Une tribune de Jean Duchesne sur aleteia.org :
Contre l’alarmisme sur l’avenir du christianisme
L’avenir du christianisme ne dépend pas de l’évolution de la pratique religieuse évaluée par les historiens et les sociologues. L’Église est bien plus qu’un fait mesurable, rappelle l’essayiste Jean Duchesne.
Il y a bientôt un demi-siècle (c’était en 1977), l’historien Jean Delumeau, déjà professeur au Collège de France, plus tard membre de l’Institut (en 1988) et presque centenaire (né en 1923, il est décédé en 2020), publiait chez Hachette un essai au titre provocant : Le Christianisme va-t-il mourir ? Sa réponse était bien moins alarmiste. Elle peut se résumer en une citation (p. 149) : “Le Dieu des chrétiens était autrefois beaucoup moins vivant qu’on ne l’a cru et qu’il est aujourd’hui beaucoup moins mort qu’on ne le dit.” Le grand spécialiste de La Peur en Occident (qu’il voyait culminer entre le XIVe et le XVIIIe siècle dans un gros ouvrage sorti chez Fayard en 1978) dirait-il autre chose à présent que l’indifférence et l’analphabétisme religieux ne cessent de progresser de façon apparemment implacable ?

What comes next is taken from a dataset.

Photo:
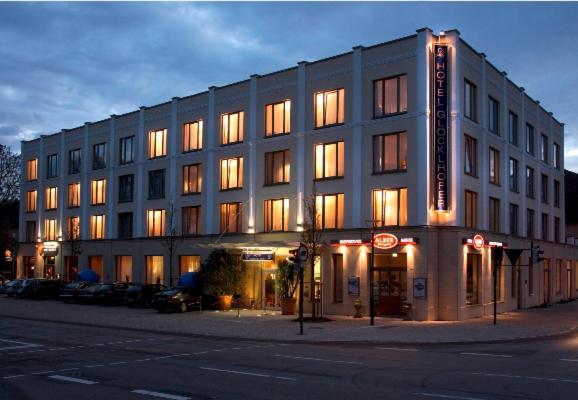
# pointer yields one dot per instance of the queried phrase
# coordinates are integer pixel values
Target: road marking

Sans doute n’y a-t-il effectivement pas lieu de faire de l’époque de la chrétienté ou d’avant Vatican II un âge d’or malheureusement révolu, où la croyance et l’appartenance à l’Église étaient largement majoritaires. Cette nostalgie ne conduit qu’à tout miser en esthétique sur un style néogothique et intellectuellement sur une scolastique néothomiste, mais cette architecture systématisée et mécaniquement symétrique n’a pas la souple variété ni la créativité des cathédrales médiévales. Et ce système philosophico-théologique qui se veut intemporel évacue sans les prendre en compte, comme le faisait pourtant saint Thomas d’Aquin, les difficultés soulevées par les recherches du moment.